You’ve testified before congress on this issue before. What’s your message?
People have habits and often rely on past practices. Those are natural human traits. However, a problem arises when certain investment strategies are justified because that’s what was done in the past. The part of my testimony on multiemployer plans that was unique was explaining the idea that, if you are going to promise a fixed-dollar amount and you really have no way to respond to adverse investment performance under the structure of your plan, then you really shouldn’t be taking investing risk. This view contrasts with the typical practice of these plans in which more than 50 percent of the assets are invested in equity securities.

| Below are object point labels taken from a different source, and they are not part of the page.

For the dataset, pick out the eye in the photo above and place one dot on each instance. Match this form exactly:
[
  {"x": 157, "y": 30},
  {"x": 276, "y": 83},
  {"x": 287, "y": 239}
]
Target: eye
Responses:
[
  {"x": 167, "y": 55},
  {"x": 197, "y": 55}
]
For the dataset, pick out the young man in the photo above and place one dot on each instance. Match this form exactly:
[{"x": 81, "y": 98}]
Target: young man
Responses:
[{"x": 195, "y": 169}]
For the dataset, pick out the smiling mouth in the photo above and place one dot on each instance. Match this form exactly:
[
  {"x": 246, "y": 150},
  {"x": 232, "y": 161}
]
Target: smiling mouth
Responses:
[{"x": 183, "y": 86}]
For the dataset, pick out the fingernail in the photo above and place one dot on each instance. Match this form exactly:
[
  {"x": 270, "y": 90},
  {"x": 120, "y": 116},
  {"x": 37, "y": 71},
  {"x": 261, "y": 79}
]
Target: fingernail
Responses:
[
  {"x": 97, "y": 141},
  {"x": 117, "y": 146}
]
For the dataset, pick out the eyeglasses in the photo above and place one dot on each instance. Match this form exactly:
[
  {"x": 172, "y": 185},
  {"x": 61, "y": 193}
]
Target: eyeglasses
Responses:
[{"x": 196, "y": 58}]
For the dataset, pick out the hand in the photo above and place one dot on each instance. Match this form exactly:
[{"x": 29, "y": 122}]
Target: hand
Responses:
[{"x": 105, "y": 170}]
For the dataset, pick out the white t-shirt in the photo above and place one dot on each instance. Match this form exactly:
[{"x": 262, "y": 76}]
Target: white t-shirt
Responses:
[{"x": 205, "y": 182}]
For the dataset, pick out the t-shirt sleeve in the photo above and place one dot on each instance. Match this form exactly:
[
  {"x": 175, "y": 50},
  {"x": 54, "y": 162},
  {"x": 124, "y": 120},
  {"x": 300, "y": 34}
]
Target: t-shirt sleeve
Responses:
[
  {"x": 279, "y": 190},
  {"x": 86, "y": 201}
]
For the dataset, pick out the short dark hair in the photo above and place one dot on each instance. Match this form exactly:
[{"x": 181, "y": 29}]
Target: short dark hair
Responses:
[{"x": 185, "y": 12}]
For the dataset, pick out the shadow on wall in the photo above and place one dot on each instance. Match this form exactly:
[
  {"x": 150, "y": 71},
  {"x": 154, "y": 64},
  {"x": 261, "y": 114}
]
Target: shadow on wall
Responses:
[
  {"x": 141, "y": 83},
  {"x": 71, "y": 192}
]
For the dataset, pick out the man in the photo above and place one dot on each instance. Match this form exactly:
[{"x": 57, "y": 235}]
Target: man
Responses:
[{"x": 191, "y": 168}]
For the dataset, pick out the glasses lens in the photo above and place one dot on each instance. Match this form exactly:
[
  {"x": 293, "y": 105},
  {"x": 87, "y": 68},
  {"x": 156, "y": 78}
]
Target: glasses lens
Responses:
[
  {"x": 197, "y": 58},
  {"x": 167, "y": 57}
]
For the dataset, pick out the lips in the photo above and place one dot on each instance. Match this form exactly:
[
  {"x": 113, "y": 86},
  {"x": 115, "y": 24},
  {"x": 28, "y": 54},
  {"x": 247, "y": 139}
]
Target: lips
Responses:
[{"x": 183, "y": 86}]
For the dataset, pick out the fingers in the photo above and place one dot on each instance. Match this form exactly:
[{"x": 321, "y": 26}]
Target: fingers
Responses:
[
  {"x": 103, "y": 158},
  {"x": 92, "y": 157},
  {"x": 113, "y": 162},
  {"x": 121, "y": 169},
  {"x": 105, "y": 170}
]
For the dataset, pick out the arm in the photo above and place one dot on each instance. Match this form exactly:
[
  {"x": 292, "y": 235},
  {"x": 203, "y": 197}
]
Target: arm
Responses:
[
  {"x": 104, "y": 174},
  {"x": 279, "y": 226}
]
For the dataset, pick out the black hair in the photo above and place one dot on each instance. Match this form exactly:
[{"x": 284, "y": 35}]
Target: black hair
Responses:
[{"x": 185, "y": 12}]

For a lot of these plans, the way in which they are funded, there’s this belief that we just take investment risk and it's not really risk, it's just higher returns and they don't really see the downside.
As an academic, I think I have a very different perspective on that. And I have a view that is different from all the practitioners who, for the most part, if they seek to determine whether you're taking too much risk or not, they tend to look at what other plans are doing.
Collectively, pretty much all those plans are taking risk. On the academic side, people are pointing out that these risks are pretty substantial and you really shouldn't be taking them, given how these plans are structured and what’s at stake.